Why it matters: It matters because IoT and IIoT devices increasingly sit inside business-critical environments, where weak device identity, poor lifecycle control, and inconsistent offboarding can create enterprise-wide exposure.
By the numbers:
- 90% of IT leaders say properly managing NHIs is essential for a successful zero-trust implementation.
- 92% of organisations expose NHIs to third parties, raising concerns about supply chain security.
- Only 20% have formal processes for offboarding and revoking API keys, and even fewer have procedures for rotating them.
- 97% of NHIs carry excessive privileges, increasing unauthorised access and broadening the attack surface.
👉 Read GlobalSign's analysis of IoT security maturity, PKI, and device trust
Context
IoT security fails when device identity, firmware governance, and ownership are treated as separate problems. The article argues that the industry spent years optimising for speed and connectivity while leaving authentication, update discipline, and accountability underdeveloped, which is why insecure devices still become reliable entry points into larger environments.

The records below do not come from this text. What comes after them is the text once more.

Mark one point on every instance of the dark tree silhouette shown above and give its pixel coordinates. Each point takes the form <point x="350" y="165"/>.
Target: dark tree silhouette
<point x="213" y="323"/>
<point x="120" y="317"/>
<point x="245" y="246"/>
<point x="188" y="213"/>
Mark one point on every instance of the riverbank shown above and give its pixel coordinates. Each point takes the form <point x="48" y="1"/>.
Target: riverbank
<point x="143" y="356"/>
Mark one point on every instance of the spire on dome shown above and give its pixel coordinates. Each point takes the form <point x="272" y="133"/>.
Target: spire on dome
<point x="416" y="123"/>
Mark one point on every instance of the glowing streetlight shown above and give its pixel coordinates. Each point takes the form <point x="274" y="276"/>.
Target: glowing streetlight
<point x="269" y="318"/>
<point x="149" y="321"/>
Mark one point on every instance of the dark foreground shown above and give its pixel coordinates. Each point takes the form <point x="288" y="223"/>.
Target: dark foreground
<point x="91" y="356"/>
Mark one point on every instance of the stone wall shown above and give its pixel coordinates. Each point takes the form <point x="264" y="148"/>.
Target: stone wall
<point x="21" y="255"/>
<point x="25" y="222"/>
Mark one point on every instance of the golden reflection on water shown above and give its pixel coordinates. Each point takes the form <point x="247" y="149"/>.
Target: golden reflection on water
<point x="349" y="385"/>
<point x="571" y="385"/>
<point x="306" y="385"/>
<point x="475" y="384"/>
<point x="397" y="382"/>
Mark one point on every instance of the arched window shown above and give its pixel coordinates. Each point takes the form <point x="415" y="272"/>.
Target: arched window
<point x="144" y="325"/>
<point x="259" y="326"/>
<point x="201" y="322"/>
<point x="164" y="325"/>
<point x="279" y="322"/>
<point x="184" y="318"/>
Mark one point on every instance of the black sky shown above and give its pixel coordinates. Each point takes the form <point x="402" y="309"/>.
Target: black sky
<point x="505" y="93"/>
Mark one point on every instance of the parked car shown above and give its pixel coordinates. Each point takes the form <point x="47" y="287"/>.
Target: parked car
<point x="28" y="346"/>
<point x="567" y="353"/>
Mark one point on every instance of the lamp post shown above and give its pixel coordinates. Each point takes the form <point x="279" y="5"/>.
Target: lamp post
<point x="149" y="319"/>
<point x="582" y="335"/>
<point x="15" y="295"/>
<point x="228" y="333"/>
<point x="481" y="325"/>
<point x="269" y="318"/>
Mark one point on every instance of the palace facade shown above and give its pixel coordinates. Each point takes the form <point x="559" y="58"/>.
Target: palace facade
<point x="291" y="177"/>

That pattern has a clear identity dimension. IoT devices, gateways, and sensors behave like non-human identities in operational terms because they need credentials, trust anchors, and lifecycle controls to communicate safely. When those controls are absent, the device layer becomes a governance gap rather than just an endpoint problem, and that is typical of immature IoT programmes.
Key questions
Q: What fails when IoT devices do not have cryptographic identity controls?
A: Without cryptographic identity, devices can be impersonated, cloned, or silently replaced in the network. That breaks trust in onboarding, updates, and remote management because the system cannot distinguish a legitimate device from a counterfeit or compromised one. The result is a scalable access problem, not just a hardware problem.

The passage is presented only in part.